Esse seu projeto em referência à Lei Rouanet vem em resposta à diminuição de investimentos?
Não. Houve uma CPI da Lei Rouanet. Dessa CPI resultou a indicação de um projeto das questões que foram levantadas da Lei Rouanet. Mas, o projeto começou anterior a essa modificação do governo. O governo, na verdade, desmontou o Ministério da Cultura e, agora, está demonstrando os órgãos e instrumentos que possibilitam você ter incentivos, buscar apoios fora e dentro do estado, também em empresas privadas. Esse projeto coloca essas demandas.

Benedita da Silva no Festival Elas por Elas. Foto: Luisa Medeiros.
Atualmente, que projetos voltados para as populações negras, indígenas e minorias você tem desenvolvido?
Nós já fizemos ações com povos de terreiro, com mulheres negras, quilombolas, literatura negra e em repúdio à campanha racista do Ministério da Educação. Estamos fazendo, também, os debates, no que a gente chama de rodas de conversa de cultura popular, cultura regional. Estamos conversando nas comunidades sobre a comissão, falando do hip-hop, do passinho, de funk, de música, do teatro e do audiovisual. Porque nós temos muita produção nessas comunidades, que estão fazendo acontecer independente de recurso ou não do governo.

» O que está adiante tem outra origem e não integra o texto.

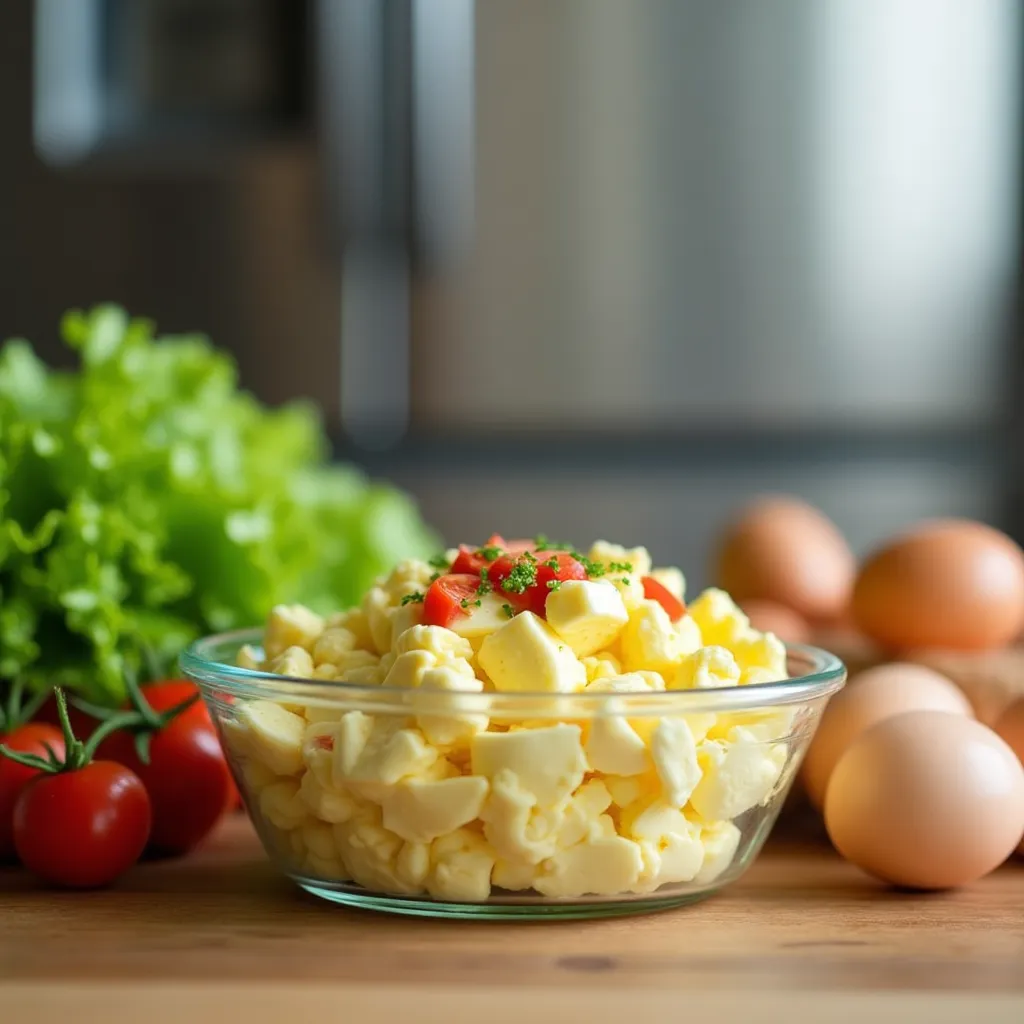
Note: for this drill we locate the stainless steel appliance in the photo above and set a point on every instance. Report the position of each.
(588, 266)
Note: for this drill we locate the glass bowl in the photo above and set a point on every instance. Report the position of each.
(510, 805)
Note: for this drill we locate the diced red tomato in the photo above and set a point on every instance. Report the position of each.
(654, 591)
(471, 560)
(442, 602)
(535, 597)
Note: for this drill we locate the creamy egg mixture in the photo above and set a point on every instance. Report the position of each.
(446, 803)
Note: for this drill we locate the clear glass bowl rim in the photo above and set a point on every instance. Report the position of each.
(825, 675)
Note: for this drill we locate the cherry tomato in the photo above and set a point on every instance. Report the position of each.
(471, 560)
(31, 738)
(82, 828)
(442, 602)
(654, 591)
(535, 597)
(189, 784)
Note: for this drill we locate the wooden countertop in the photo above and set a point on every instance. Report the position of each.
(219, 934)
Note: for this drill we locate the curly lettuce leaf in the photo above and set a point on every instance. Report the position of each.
(145, 500)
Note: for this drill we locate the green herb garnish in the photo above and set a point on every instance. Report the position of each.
(521, 577)
(485, 585)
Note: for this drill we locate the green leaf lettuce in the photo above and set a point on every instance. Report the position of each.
(145, 500)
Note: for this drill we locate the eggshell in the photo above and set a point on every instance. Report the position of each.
(927, 800)
(783, 550)
(1010, 728)
(767, 616)
(869, 697)
(950, 584)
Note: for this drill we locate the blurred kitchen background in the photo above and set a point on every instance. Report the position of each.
(590, 267)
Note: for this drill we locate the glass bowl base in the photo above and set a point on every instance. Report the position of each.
(567, 910)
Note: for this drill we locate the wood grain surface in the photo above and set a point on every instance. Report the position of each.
(220, 933)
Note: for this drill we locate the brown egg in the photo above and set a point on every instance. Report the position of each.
(927, 800)
(949, 584)
(1010, 727)
(783, 550)
(771, 617)
(869, 697)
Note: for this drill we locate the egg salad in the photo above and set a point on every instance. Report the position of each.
(436, 798)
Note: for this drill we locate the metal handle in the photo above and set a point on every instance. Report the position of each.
(396, 126)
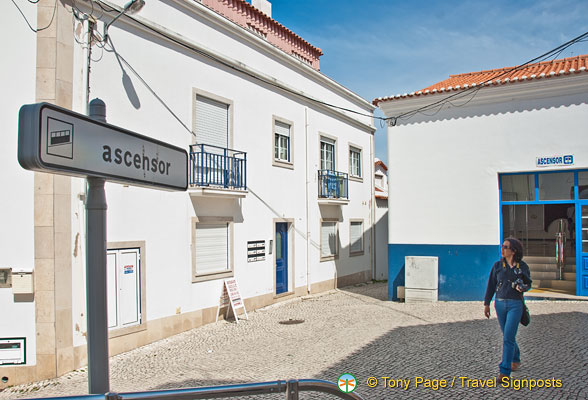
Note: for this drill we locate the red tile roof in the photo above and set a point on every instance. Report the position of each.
(544, 69)
(249, 17)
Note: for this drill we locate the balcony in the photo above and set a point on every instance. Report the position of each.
(333, 187)
(216, 171)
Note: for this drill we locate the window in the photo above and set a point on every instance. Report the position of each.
(212, 122)
(212, 248)
(329, 240)
(556, 186)
(281, 141)
(380, 181)
(356, 238)
(327, 154)
(518, 187)
(355, 162)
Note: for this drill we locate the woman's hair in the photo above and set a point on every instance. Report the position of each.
(517, 248)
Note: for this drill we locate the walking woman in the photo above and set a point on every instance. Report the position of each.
(509, 278)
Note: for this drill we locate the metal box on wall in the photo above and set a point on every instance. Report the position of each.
(22, 282)
(421, 279)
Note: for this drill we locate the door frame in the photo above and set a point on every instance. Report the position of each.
(142, 267)
(576, 201)
(581, 257)
(291, 259)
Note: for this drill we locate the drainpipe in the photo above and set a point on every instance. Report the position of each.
(307, 200)
(373, 207)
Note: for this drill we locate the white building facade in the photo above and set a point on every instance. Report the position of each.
(281, 185)
(508, 157)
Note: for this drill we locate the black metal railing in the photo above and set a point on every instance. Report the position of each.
(333, 184)
(291, 388)
(217, 167)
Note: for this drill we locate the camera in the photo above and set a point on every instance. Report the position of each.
(519, 282)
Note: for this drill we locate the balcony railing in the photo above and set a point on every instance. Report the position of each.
(213, 166)
(333, 184)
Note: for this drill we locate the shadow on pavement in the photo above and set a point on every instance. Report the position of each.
(553, 346)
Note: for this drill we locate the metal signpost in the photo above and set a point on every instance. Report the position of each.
(56, 140)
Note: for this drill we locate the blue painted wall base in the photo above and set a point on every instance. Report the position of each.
(463, 269)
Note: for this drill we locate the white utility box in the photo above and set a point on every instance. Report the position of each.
(22, 282)
(421, 276)
(12, 351)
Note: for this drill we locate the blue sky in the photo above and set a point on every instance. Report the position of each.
(385, 47)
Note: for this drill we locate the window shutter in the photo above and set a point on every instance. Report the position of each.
(328, 239)
(282, 129)
(356, 237)
(212, 122)
(212, 248)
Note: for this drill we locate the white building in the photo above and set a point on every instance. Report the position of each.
(381, 200)
(502, 153)
(295, 184)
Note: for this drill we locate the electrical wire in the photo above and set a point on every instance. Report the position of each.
(121, 58)
(392, 119)
(27, 21)
(551, 53)
(233, 67)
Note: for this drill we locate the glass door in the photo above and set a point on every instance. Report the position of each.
(582, 266)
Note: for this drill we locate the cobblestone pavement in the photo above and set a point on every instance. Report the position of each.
(356, 330)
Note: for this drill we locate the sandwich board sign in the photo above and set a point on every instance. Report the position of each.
(54, 139)
(231, 296)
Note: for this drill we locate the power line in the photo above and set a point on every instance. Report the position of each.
(27, 21)
(233, 67)
(554, 52)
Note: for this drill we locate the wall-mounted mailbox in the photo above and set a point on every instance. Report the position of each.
(22, 282)
(12, 351)
(5, 277)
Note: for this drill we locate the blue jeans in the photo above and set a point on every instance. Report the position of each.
(509, 314)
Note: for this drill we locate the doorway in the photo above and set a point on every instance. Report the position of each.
(281, 257)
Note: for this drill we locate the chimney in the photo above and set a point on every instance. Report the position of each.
(263, 5)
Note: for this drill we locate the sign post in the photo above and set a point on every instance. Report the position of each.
(56, 140)
(96, 276)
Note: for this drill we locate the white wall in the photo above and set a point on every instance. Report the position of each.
(163, 219)
(445, 173)
(17, 74)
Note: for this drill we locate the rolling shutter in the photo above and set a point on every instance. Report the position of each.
(212, 122)
(328, 239)
(212, 248)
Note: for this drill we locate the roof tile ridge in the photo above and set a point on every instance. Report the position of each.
(274, 22)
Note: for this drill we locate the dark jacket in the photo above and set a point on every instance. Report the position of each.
(501, 278)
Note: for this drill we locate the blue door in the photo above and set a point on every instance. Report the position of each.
(582, 246)
(281, 257)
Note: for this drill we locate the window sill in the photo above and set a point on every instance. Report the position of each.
(282, 164)
(212, 276)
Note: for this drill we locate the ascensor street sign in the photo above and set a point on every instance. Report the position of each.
(57, 140)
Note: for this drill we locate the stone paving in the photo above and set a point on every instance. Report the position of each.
(355, 330)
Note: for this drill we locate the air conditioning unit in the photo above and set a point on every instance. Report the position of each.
(421, 276)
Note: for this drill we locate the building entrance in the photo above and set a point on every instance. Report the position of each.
(545, 211)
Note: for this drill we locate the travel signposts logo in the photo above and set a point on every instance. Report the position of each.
(347, 383)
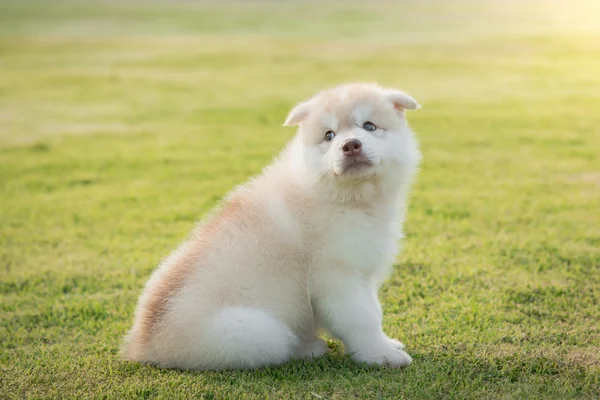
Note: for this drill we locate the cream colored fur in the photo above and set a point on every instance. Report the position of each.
(299, 249)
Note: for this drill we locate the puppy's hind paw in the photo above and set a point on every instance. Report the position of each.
(397, 344)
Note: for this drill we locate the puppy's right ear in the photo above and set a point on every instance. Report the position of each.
(298, 113)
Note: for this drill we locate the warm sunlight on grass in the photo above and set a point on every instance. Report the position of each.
(122, 123)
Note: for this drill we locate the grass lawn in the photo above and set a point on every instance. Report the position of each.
(123, 122)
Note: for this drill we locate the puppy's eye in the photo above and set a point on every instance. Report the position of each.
(369, 126)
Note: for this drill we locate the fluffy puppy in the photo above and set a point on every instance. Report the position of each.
(301, 248)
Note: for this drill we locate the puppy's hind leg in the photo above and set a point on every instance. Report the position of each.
(247, 338)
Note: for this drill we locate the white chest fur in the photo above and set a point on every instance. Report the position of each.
(365, 241)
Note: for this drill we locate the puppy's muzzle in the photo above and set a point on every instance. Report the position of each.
(352, 148)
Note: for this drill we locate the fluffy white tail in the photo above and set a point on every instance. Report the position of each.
(246, 338)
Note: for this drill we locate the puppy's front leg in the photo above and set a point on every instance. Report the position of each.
(349, 308)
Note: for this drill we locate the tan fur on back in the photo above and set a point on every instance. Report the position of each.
(151, 311)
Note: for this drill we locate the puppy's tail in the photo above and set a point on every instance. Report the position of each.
(249, 338)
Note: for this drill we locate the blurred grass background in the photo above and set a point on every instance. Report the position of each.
(122, 123)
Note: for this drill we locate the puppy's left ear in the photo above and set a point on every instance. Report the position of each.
(298, 113)
(401, 100)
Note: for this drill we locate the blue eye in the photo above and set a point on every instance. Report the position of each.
(369, 126)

Elas sobrevivem por conta da força da cultura. Elas criam sua plateia. A cultura é algo muito forte, muito revolucionário.
Qual o cenário da população negra atualmente?
A cultura negra vem recebendo ataque do governo. O racismo existe no país, mas, nos governos Lula e Dilma houve um avanço. Por exemplo, políticas de cotas foram fundamentais para que as universidades tivessem uma outra cara no país inteiro. Vendo os filhos dos porteiros e das domésticas se formando nas universidades, e as próprias domésticas e porteiros também. Então, a política de cotas para negros e pobres é importante. O governo Bolsonaro quer acabar com essas políticas, que atendem à maioria da população brasileira, que não é rica. O que ele quer fazer agora com o Sistema Único de Saúde (SUS), como as pessoas sem recursos financeiros vão viver sem atendimento de saúde? Vai jogar todo mundo na aposentadoria privada, vai ter que ter plano privado de saúde... Os negros são maioria da população. Na educação, na saúde, nas relações de trabalho, no meio ambiente, seja o que for que o governo esteja extinguindo, atinge a população negra, que é a maioria da população brasileira.
Bolsonaro já demonstrou a intenção de extinguir a Ancine. Como você avalia isso?
Como ele não está no espírito nacionalista, a Ancine está incomodando com a boa produção e qualidade que tem o cinema brasileiro, ganhando prêmios no Brasil e fora do país. O cinema nacional, além de ser filmes atualizados, ele acompanha a conjuntura do país, fala do cotidiano, da realidade de uma região, ou de uma situação que está invisível. A produção brasileira é riquíssima, mas Bolsonaro quer uma coisa Hollywood, que estimula a violência, a arma, que é o que ele gosta. Bolsonaro presta serviço aos Estados Unidos. Faz mal para ele ver qualquer brasileiro ou brasileira ganhar prêmio, porque ele está vendendo um país desqualificado, de ignorantes, mas não é essa a nossa realidade. A cultura está provando que é ele que não gosta do brasileiro nem da produção brasileira.